“Hepatitis” means inflammation of the liver. Toxins, certain medications, heavy alcohol use, as well as bacterial and viral infections can all cause hepatitis. The most common types of viral hepatitis are Hepatitis A, Hepatitis B, and Hepatitis C, each caused by a different virus. These viruses may produce similar symptoms (yellowing of the skin and eyes, fatigue, abdominal pain, nausea, vomiting, loss of appetite, and low grade fever) but certain types can be much more serious than others.
Hepatitis A is spread primarily through food or water that has been contaminated by stool from an infected person. Eating food prepared by someone with Hepatitis A who did not wash their hands after using the bathroom, or not washing your hands after changing a diaper, are possible means of transmission. Rarely, it can be spread through contact with infected blood. Those who are at most risk include international travelers, children in daycare and daycare workers, people living with someone infected with hepatitis, and users of illicit drugs. Hepatitis A usually causes a flu-like illness. There is no specific treatment for Hepatitis A since it typically resolves on its own in a few weeks and does not progress to become a chronic infection.
The Centers for Disease Control (CDC) recommends that all children between 12 and 23 months of age receive a vaccine to prevent Hepatitis A. Two injections are required, given at least 6 months apart. Adults who are at high risk for infection should also consider receiving the vaccine. Avoiding tap water when traveling internationally and practicing good hygiene and sanitation are other ways to avoid contracting hepatitis A.

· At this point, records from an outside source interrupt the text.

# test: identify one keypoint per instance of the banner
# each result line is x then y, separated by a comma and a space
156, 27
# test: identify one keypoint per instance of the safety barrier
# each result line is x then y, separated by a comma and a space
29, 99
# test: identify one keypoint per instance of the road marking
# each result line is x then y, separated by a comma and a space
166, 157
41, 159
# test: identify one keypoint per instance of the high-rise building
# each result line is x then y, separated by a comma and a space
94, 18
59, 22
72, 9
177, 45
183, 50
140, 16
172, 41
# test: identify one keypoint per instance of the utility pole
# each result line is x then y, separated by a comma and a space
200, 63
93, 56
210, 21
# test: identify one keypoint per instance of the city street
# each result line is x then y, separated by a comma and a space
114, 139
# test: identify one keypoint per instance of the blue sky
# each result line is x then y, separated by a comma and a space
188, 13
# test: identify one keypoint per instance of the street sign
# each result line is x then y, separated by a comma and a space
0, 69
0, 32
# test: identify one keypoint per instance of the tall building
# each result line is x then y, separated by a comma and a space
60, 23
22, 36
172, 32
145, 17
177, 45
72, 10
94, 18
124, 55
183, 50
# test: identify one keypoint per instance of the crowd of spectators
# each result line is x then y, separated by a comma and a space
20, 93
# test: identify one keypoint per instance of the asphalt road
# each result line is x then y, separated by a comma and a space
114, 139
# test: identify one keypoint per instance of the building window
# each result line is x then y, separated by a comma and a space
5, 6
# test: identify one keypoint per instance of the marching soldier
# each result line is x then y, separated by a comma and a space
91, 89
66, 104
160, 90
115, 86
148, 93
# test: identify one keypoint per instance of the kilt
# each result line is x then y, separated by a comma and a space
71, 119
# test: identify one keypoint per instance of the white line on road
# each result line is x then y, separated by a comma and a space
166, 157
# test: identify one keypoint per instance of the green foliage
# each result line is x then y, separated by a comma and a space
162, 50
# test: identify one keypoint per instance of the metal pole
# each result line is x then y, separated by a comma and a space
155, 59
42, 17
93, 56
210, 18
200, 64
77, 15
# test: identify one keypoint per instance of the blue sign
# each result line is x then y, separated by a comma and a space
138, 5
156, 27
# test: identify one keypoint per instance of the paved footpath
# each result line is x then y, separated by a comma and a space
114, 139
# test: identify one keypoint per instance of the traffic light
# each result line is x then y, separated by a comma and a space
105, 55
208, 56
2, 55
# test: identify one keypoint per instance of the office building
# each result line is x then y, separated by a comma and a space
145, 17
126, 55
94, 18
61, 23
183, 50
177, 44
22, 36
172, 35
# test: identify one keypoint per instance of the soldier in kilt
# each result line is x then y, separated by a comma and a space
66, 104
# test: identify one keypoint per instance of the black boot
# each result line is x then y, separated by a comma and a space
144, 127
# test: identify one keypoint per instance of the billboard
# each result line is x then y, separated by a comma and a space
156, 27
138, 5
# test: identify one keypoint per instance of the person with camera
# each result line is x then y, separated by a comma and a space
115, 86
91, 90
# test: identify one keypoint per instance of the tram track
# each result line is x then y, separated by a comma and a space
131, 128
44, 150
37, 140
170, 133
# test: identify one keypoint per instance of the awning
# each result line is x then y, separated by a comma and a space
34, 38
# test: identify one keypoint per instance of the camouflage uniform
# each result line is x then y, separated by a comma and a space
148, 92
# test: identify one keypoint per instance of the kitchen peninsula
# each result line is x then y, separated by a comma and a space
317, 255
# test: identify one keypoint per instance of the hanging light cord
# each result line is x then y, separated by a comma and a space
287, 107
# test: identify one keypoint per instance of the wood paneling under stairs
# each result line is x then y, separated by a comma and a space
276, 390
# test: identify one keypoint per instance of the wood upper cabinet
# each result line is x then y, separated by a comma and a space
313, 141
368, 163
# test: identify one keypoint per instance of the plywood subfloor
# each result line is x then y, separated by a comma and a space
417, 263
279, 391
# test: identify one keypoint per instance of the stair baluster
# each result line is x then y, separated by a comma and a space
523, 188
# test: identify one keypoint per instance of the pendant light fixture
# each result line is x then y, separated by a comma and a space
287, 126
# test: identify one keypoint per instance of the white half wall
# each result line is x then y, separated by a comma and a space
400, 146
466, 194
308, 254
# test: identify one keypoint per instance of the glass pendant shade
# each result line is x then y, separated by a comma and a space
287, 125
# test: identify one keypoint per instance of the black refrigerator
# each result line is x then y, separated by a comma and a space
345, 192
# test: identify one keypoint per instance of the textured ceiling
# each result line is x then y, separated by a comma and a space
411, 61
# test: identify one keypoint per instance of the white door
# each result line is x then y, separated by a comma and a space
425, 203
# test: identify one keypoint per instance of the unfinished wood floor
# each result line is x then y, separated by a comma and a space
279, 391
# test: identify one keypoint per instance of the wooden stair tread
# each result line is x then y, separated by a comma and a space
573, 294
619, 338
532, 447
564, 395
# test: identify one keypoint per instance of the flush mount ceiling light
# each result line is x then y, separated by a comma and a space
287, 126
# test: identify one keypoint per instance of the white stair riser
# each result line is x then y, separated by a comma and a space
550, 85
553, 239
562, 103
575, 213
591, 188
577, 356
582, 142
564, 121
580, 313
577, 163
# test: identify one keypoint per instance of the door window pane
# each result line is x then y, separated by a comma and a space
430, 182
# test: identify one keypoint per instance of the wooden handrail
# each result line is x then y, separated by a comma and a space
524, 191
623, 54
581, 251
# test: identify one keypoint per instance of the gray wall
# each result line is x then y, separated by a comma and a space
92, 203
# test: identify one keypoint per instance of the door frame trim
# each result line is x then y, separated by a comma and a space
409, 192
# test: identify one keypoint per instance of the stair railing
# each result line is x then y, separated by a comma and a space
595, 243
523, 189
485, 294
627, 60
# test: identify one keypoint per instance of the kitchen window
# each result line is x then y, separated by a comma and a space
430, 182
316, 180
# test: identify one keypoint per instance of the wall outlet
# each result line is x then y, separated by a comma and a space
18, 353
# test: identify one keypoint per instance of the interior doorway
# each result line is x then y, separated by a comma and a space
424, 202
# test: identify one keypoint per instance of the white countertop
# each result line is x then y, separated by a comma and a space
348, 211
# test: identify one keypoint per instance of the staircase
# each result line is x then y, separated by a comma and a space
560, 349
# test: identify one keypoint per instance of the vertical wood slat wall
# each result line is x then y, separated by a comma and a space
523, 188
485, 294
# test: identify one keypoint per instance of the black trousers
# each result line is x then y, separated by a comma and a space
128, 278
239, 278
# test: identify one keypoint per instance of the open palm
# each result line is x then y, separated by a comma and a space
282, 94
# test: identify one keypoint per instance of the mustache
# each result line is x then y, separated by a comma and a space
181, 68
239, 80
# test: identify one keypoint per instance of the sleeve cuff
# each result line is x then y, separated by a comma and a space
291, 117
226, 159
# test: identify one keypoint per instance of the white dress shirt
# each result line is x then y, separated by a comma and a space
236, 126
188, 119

Hepatitis B is usually spread when blood, semen, or another body fluid from a person infected with the virus enters the body of someone who is not infected. People most likely to get hepatitis B include those who live with or have sexual contact with an infected person, injection drug users, infants born to infected mothers, health care workers, hemodialysis patients, people who received a blood transfusion prior to 1987 (when better screening began), and international travelers. It can cause a flu-like illness or, on occasion, there may be no symptoms at all. A blood test is required to confirm that someone is infected with Hepatitis B. In adults, acute Hepatitis B is generally not treated with antiviral drugs because the disease usually gets better on its own within weeks to months. Infants born to infected mothers should receive hepatitis B immune globulin and the hepatitis B vaccine within 12 hours of birth to help prevent infection.
Hepatitis B can progress to become a chronic infection. The risk for chronic infection varies according to the age at infection and is greatest among young children. Approximately 90% of infected infants and 25%-50% of infected children aged 1-5 years will remain chronically infected with HBV. By contrast, approximately 95% of adults recover completely from HBV infection and do not become chronically infected. Chronic Hepatitis B can lead to scarring of the liver (cirrhosis), liver failure, or liver cancer. Drugs that are approved for the treatment of chronic hepatitis B include alpha interferon, which slows the replication of the virus in the body, and antiviral drugs such as entecavir and tenofovir. A vaccine to prevent Hepatitis B is available. The CDC recommends that all infants and unvaccinated children, adolescents, and at-risk adults should receive this vaccine. The rate of new HBV infections has declined by approximately 82% since 1991 thought to be primarily due to the routine vaccination of children.
Hepatitis C is spread primarily through contact with infected blood. Before 1992, when widespread screening of the blood supply began in the United States, Hepatitis C was commonly spread through blood transfusions and organ transplants. Hemodialysis patients and health care workers are also at higher risk of contracting Hepatitis C. Less commonly, it can spread through sexual contact and childbirth. Only 20-30% of people newly infected with Hepatitis C will develop characteristic hepatitis symptoms. The disease is more commonly detected via testing of asymptomatic people who are at high risk for infection. Hepatitis C is usually not treated unless it becomes chronic. It is estimated that 2.7-3.9 million people in the United States have chronic hepatitis C which can lead to the development of cirrhosis, liver failure, or liver cancer. Chronic Hepatitis C infection is the leading indication for liver transplants in the United States. Fortunately, treatment of chronic Hepatitis C is becoming more and more effective. There is no vaccine for Hepatitis C. The best way to prevent Hepatitis C is by avoiding behaviors that can spread the disease, especially injection drug use.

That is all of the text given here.